Now drag racing IS significantly more consistent than magazine tests. This is their business – consistency
. How does simulation account for this? You simply need more accurate physical tests to determine the best set of input parameters. As well you will likely need an improved simulation tool; specifically an improved friction/tire spinning/tire growth model than available in CarTest. However, the same basic numerical integration scheme based on torque and gears and drag will still work beautifully. Once these and oher SYSTEMATIC ERRORS are reduced guess what? One will be able to get a nice match between these very consistent tests and a simulation. As good as you might get it though your previous claim about 1/100th second is still a farse and a pipe dream.
What else have I said about simulation? Simulation is almost always better at relative predictions compared to absolutes. For instance what change would I see if my M3 had 30 more hp or what is the difference between the M3 and RS4 in a given performance contest.
The whole new car vs. old car thing is so simple I don’t even feel it warrants a reply but here you go. A broken in car will typically produce more power than a new car. If you can measure that effect on an accurate ENGINE dyno and put the results into the simulation guess what – you could predict these differences, again, “reasonably”.

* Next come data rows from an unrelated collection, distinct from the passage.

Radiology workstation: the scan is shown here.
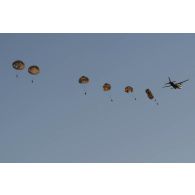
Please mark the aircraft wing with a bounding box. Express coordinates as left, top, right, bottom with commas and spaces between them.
162, 85, 171, 88
177, 79, 189, 85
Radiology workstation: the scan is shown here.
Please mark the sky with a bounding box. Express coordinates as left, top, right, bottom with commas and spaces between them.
0, 33, 195, 162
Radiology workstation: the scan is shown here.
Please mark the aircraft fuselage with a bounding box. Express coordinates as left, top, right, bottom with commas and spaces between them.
171, 82, 182, 89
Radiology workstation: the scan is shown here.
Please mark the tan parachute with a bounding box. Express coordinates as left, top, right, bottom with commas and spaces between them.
79, 76, 90, 84
124, 86, 133, 93
12, 60, 25, 70
28, 65, 40, 75
103, 83, 111, 91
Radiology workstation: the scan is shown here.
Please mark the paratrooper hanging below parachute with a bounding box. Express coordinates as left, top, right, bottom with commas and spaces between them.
124, 86, 136, 101
12, 60, 25, 78
28, 65, 40, 83
103, 83, 113, 102
145, 88, 159, 106
79, 76, 90, 95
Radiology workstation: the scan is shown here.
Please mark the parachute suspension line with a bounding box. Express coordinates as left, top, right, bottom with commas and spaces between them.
130, 94, 136, 101
133, 94, 136, 101
82, 86, 87, 95
155, 99, 159, 106
109, 95, 113, 102
83, 88, 87, 95
154, 98, 159, 106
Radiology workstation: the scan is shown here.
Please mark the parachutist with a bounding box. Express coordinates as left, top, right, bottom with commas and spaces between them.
124, 86, 135, 101
146, 89, 159, 105
28, 65, 40, 83
103, 83, 113, 102
79, 76, 89, 95
12, 60, 25, 78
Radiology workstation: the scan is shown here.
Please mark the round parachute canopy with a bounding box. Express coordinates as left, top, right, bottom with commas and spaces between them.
12, 60, 25, 70
79, 76, 90, 84
103, 83, 111, 92
124, 86, 134, 93
145, 89, 154, 100
28, 65, 40, 75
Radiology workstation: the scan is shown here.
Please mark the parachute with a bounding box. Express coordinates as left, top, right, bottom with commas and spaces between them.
79, 76, 90, 95
103, 83, 113, 102
28, 65, 40, 83
124, 86, 133, 93
125, 86, 136, 100
12, 60, 25, 78
145, 89, 154, 99
28, 65, 40, 75
79, 76, 90, 84
145, 89, 159, 105
12, 60, 25, 70
103, 83, 111, 91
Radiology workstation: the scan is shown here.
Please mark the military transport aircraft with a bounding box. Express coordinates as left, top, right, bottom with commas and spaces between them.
163, 77, 189, 89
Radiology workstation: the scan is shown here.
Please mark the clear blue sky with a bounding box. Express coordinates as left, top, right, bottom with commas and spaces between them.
0, 34, 195, 162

I also disagree with your closing PS. A high redline and gear ratios absolutely have a large impact on vehicle performance both directly and indirectly. Sure, as I have stated and agreed with many on the point, time and time again, the key figure for either track or strip performance is simply power to weight
. But gearing and redline matter as well. Gears provide torque multiplication and they do so in all gears at all times. Larger ratios either gear or final = more torque multiplication = more acceleration, period (with the caveat that indeed the wheels are not spinning). Of course there is a limit to this, there is no such thing as a free lunch, you can’t simply raise and raise the gear ratio endlessly, traction is a limiting factor at lower speeds as well is keeping the engine in its best operating rpm band where is produces high torque lastly there is the limit of having such large ratios that it requires too much shifting. A high redline allows one to stay in a gear longer and maximize time spent accelerating instead of shifting (slowing down) and shifting to the next gear where acceleration will be markedly less. Would you disagree that raising the redline on a car, all other things equal (and assuming it still produces reasonable torque in the increased band) it will make the car accelerate better through the gears? The indirect benefits of a high redline and numerically larger gears is more evident on the track than the strip. Vehicles designed as such are typically low torque, high power, high redline, and light/low intertia drivetrain. All of these add up to a car that can not only accelerate but one that can handle.